I hadn't heard of Louis Theroux when I was sent this book. Subtitled "Travels in American Subcultures," the book is actually a followup to Theroux's work on documentaries and TV series like "Louis' Weird Weekends" and "When Louis Met..." I've since found a few things on YouTube. Theroux is charismatic and funny. In his shows, he seems to let the people he meets just be their odd selves without trying to force funny into the situation.
And apparently, Theroux likes a lot of the people he meets. That is the inspiration behind the book. He decides to take a "Reunion Tour" of people he met on his documentaries. He travels around the country trying to find the people he once talked to and see where they are now. He looks for Thor Templar, the UFO believer who claims he's killed 20 aliens. He looks for porn star J.J. Michaels. He talks to Ike Turner and pimp/rapper Mello T.

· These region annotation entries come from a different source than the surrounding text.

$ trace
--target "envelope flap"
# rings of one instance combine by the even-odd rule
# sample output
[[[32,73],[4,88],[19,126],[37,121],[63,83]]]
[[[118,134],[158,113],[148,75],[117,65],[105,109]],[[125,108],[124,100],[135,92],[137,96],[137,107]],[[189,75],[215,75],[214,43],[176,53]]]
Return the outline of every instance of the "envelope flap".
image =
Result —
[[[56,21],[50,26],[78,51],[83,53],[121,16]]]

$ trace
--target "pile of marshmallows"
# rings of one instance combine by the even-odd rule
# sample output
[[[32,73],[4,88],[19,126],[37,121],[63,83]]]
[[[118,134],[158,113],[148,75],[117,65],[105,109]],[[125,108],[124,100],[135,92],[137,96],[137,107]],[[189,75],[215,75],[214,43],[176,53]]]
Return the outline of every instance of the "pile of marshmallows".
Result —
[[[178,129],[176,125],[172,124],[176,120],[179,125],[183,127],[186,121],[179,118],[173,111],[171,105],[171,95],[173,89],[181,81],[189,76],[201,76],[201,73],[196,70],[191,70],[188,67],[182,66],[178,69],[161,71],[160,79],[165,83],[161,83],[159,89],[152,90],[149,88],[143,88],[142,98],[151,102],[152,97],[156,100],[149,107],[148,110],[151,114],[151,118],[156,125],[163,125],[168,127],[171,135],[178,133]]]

In many cases, these people have moved on. J.J. Michaels is working for Boeing and no longer does movies, though he still keeps a box of his films in the basement and says he'd like to do it again. Thor Templar has changed his name, dropped UFO business and is now selling items for "technoshamans." Theroux reunites with an Aryan Nations member he had bonded with over "Are You Being Served." The racist had been kicked out of the club for some obscure reasons. He meets with a former prostitute who's now found god, but still considers going back to the business.
In all his stories, there seems to be a theme of fantasy meeting reality. People seek out a fantasy, or follow the fantasies in their head, and later find out that the world is not always accepting or tolerant of their views. Many of these people find their worldviews don't hold up to the test, yet they blithely continue believing.
In the foreword to the American edition, Theroux says his aim is different from those authors who seek to follow, in Garrison Keillor's words, "the classic Freaks, Fatties, Fanatics & Faux Culture Excursion beloved of European journalists." He hopes to go more in depth, to see how people's lives turned out. I'm afraid he didn't entirely succeed. The book still seems like a tourist's view of typical American crazies and loudmouths. But what does save it is Theroux's actual interest in these people. He might think they are funny or crazy, but from his words you can see that he actually feels for them. He wants them to do well, to make a little corner of the world for themselves.
The book is a charming travelogue of unusual people encountering a more bland world. It doesn't offer profound insights, but it does offer a good time.